You do need to plan ahead for this pie. You have to bake and cook the crust, make the pudding and let that first layer set then make the ganache and let that set so it’s best to start the day before you plan on serving it. It’s worth it, trust me.
For the whipped topping you can use a tub or can of vegan whipped cream but there are a few vegan whipping creams on the market now and I have a recipe for a more stable vegan whipped cream using agar agar powder which can be bought online or in some markets. It helps keep the cream from separating as it sits so even the next day, it won’t be watery and deflated. I hope you enjoy this special pie and please rate and review if you try it!

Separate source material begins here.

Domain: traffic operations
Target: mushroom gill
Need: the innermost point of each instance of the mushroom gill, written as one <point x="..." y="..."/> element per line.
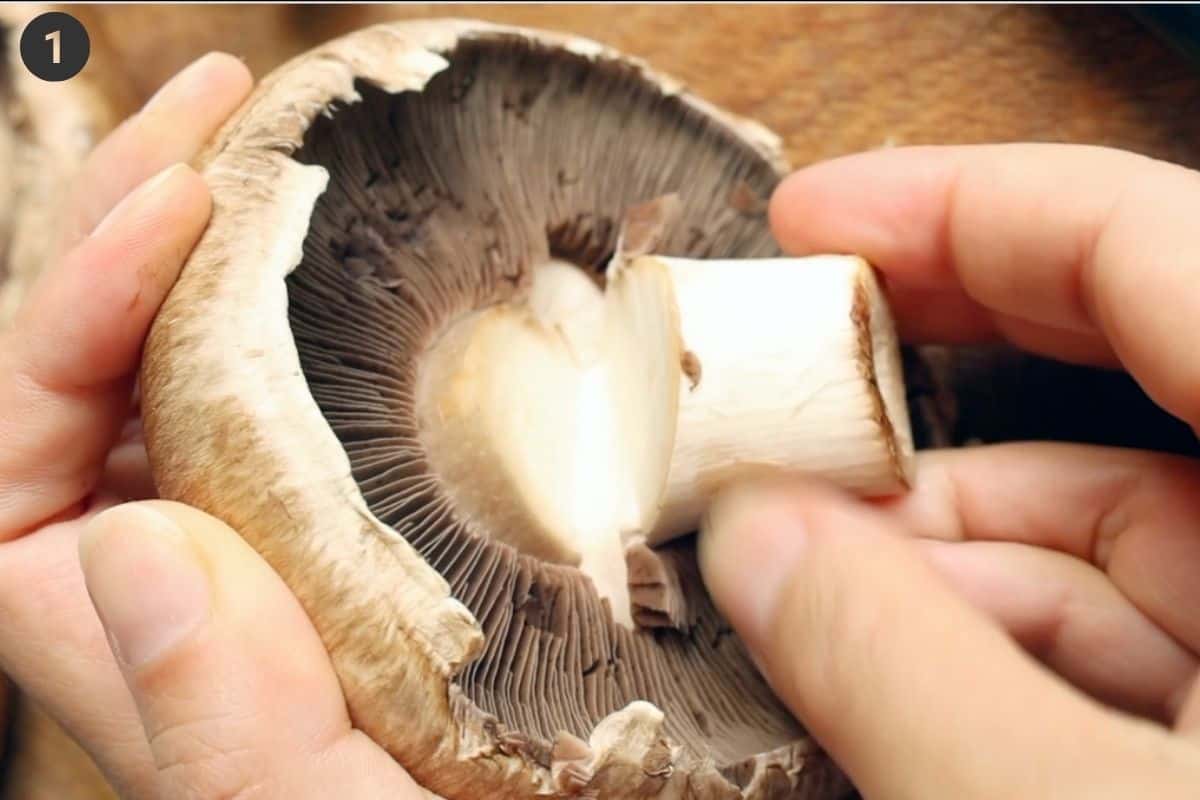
<point x="370" y="200"/>
<point x="443" y="202"/>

Hi, thanks for amazing recipe. What does it mean if an ingredient has a “strikeout?”
You’re welcome! The strikeout is just a way to cross out ingredients as you add them to the recipe so you know you’ve added them. It’s a feature in that recipe layout in WordPress for my page. 🧡
Can’t wait to try this! Have you tried making the whipped cream without agar? I’ve always been told that agar doesn’t work without boiling first. So this is new to me.
The prepared vegan whipped cream does separate in a day so I want to try the agar technique.
I usually make whipped cream without it but I knew this would be around for a few days so I wanted something more stable. Thanks!
Hi Kreg- This looks amazing? What type of milk did you use? Thank you! -Kali
I’m a soy boy so that’s what I usually use but any thick creamy style vegan milk should work!
This was a delicious recipe. My ganache wasn’t spreadable. What did I do wrong?
Hmm, I’m not sure! What brand of vegan cream did you use? Once whipped, it should be spreadable like a mousse.